Já os últimos dois textos conversam muito entre si e são mais informativos. O terceiro traz dados sobre o consumo e o acesso ao cinema no Brasil, evidenciando uma realidade que mostra que esse acesso não é democrático. Já o quarto texto é uma justificativa para o terceiro: ele evidencia quais fenômenos sociais fizeram com que o cinema ficasse restrito a algumas classes e regiões.
Embora todos os textos da coletânea apontassem para a necessidade de democratização do cinema, um detalhe referente ao entendimento do que é cinema pode ter gerado dúvidas entre os candidatos, como aponta o professor Paganim. Segundo ele, isso acontece porque cinema é uma palavra polissêmica e comporta mais de uma interpretação. O candidato poderia falar do cinema como expressão artística, enfoque mais explorado nos textos um e dois da coletânea, ou no cinema como aparelho cultural, espaço de exibição, enfoque dos textos três e quatro. O desafio para o candidato era enxergar essas duas possibilidades.
O importante, segundo os três professores consultados pelo GUIA, era que o candidato percebesse que os textos da coletânea apontavam para a defesa da democratização da cultura – e esperava-se que sua argumentação fosse neste sentido.
Se o candidato partisse da perspectiva do cinema como espaço, poderiam ser exploradas na argumentação as informações fornecidas pelos dois últimos textos para analisar um cenário em que a maioria das pessoas, em função de questões financeiras ou mesmo espaciais/regionais, ainda não tem condições de frequentar cinemas. Já para explorar o papel do cinema como arte, cabia uma reflexão sobre os impactos que a falta de contato com o cinema poderia acarretar na sociedade.
Financiamento da cultura e fuga do tema
Assim que o tema da redação foi divulgado pelo ministro da Educação, o termo “Ancine” se tornou de pronto um dos assuntos mais comentados do Twitter. A União Nacional dos Estudantes (UNE) comentou em suas redes sociais que Bolsonaro não iria bem na redação caso fizesse a prova. Isso porque, desde o começo da sua gestão, o presidente tem tomado medidas contra a Lei Rouanet e a Ancine (Agência Nacional do Cinema), ambas consideradas formas de fomento à produção cultural.
Mas, afinal, o candidato poderia falar da Ancine na sua redação ou isso seria considerado fuga do tema? Segundo a professora Maria Catarina, não teria problema algum que o candidato citasse, como contexto ou mesmo um dos argumentos do texto, a redução de investimento na área da cultura e os cortes na agência, mas esse não poderia ser o centro do texto e pauta central – já que, sozinho, o baixo investimento na Ancine não explica a dificuldade de acesso ao cinema.
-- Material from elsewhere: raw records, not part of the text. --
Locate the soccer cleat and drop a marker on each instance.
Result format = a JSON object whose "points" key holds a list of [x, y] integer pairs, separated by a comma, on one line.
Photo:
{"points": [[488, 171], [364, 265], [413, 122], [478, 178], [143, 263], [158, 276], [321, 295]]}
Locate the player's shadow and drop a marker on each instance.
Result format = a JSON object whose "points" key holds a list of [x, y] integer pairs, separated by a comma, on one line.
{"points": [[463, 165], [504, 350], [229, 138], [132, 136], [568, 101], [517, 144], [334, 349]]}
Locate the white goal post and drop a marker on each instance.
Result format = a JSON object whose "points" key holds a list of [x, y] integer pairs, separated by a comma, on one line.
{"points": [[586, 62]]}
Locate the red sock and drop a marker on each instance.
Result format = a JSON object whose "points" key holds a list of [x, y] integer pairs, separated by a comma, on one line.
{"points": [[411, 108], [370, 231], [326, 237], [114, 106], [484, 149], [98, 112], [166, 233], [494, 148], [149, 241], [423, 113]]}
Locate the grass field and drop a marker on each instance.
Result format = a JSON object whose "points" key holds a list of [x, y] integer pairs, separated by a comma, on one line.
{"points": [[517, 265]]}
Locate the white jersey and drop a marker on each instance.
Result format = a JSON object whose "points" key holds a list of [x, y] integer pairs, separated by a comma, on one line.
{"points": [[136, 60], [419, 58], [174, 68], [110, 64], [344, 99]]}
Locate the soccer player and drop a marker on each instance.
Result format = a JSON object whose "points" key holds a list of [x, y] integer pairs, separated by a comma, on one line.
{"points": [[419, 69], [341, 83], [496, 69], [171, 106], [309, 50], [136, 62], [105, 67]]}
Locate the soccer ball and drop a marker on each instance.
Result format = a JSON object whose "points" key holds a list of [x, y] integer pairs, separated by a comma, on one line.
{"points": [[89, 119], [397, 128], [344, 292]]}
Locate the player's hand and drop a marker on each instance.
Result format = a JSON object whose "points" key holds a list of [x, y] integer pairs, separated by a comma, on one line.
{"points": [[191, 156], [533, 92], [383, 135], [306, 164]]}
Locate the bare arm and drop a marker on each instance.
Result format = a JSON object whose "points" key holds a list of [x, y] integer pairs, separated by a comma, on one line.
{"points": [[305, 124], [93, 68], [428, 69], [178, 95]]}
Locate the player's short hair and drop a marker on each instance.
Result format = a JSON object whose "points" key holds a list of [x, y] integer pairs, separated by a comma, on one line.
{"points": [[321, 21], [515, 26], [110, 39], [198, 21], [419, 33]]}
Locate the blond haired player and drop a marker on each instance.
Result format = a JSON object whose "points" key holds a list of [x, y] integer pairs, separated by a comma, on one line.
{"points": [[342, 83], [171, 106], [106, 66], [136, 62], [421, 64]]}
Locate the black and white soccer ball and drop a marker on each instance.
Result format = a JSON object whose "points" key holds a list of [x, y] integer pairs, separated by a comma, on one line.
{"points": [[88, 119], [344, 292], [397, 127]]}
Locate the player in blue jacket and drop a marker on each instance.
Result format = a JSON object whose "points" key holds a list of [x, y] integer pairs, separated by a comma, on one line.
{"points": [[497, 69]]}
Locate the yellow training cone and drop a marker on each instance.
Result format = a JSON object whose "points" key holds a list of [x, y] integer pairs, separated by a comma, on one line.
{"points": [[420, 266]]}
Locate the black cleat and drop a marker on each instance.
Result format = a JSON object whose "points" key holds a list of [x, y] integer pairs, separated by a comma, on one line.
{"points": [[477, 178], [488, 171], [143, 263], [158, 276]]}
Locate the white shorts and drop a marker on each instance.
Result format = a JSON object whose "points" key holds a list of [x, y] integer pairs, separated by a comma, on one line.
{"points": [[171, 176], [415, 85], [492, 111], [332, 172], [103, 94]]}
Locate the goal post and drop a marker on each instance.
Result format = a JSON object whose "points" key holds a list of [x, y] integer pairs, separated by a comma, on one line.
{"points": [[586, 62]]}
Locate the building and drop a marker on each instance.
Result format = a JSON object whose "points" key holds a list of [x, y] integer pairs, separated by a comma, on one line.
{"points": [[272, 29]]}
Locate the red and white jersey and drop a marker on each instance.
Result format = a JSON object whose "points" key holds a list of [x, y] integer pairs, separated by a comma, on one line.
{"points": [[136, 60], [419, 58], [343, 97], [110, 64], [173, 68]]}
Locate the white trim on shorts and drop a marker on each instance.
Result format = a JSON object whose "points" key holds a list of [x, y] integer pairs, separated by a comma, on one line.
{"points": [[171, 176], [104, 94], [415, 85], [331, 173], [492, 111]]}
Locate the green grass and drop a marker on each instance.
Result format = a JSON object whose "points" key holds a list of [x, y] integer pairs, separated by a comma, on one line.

As discussões sobre o investimento na área da cultura estiveram bastante presentes no debate público e foram amplamente pautados pela mídia no primeiro semestre do ano. Por isso, citá-los seria também uma forma do candidato demonstrar repertório sobre o tema, destaca o professor Sérgio Paganim.
Propostas de intervenção
Aumentar o investimento em órgãos e leis de fomento à cultura poderia ser, inclusive, uma das propostas de intervenção apresentadas pelos candidatos no parágrafo de conclusão do texto. Caberia, portanto, falar da Lei Rouanet e da Ancine – não sozinhas, mas como medidas complementares. Além disso, o candidato poderia sugerir iniciativas que reduzissem o preço do ingresso de cinema para torná-lo mais acessível, além da promoção de exibições de filmes ao ar livre em cinemas e parques, sugere a professora do Poliedro.